Prices: The Australian dollar's losses after the June 5 US jobs data were extended from a little below $0.7040 to about $0.6980 last week. However, the risk-on, drop in oil prices and lower US rates helped the Aussie post a potential key upside reversal on June 11. The Aussie made a new two-month low and then recovered to settle above the previous day's high. It consolidated between about $0.7020 and $0.7055 ahead of the weekend. The neckline of the potential head and shoulders pattern is ~$0.7080-$0.7100 and it is not unusual to retest the neckline after a break of it. Momentum indicators are extended but have not turned higher. A break of the $0.6980 area could target $0.6940 next.
Mexico
Drivers: Two factors seem to have the most influence on the Mexican peso's exchange rate against the dollar now. The first is changes in the US two-year yield. The 30-day correlation is near 0.80, the highest in more than a decade. The 60-day correlation is around 0.55, the highest since late 2022. The other factor is the risk environment, for which we use the S&P 500 as a proxy. Over the past 30 sessions, the inverse correlation of change in the US dollar-peso exchange rate and the S&P 500 is near -0.76. It has rarely been more extreme than -0.80 in the past 10 years. The 60-day correlation is nearly identical with the 30-day, but it is the most extreme since 2012.
Data: There are no market-moving economic reports from Mexico in the coming days. Brazil's central bank meet on June 17, and economists polled by Bloomberg are more confident of a rate cut, which would be the second in the cycle than is the swaps market, which has about eight basis points of easing discounted.

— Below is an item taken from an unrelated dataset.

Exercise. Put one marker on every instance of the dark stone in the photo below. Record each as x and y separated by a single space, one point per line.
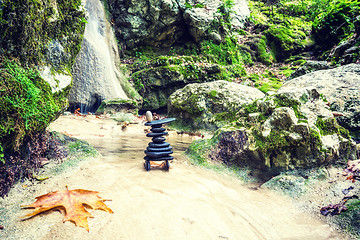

Prices: Optimism about the war in the Middle East and the risk on spurred a 1% gain for the peso on June 11, the largest single day advance since early April. The peso has a five-day rally coming into the new week. The dollar pushed briefly above MXN17.50 on June 5 after the US jobs report and reached MXN17.1770 before the weekend, its lowest level in about a month. Last month's low was closer to MXN17.16 and the April low was about MXN17.1275. A two-year low was recorded in February near MXN17.0865.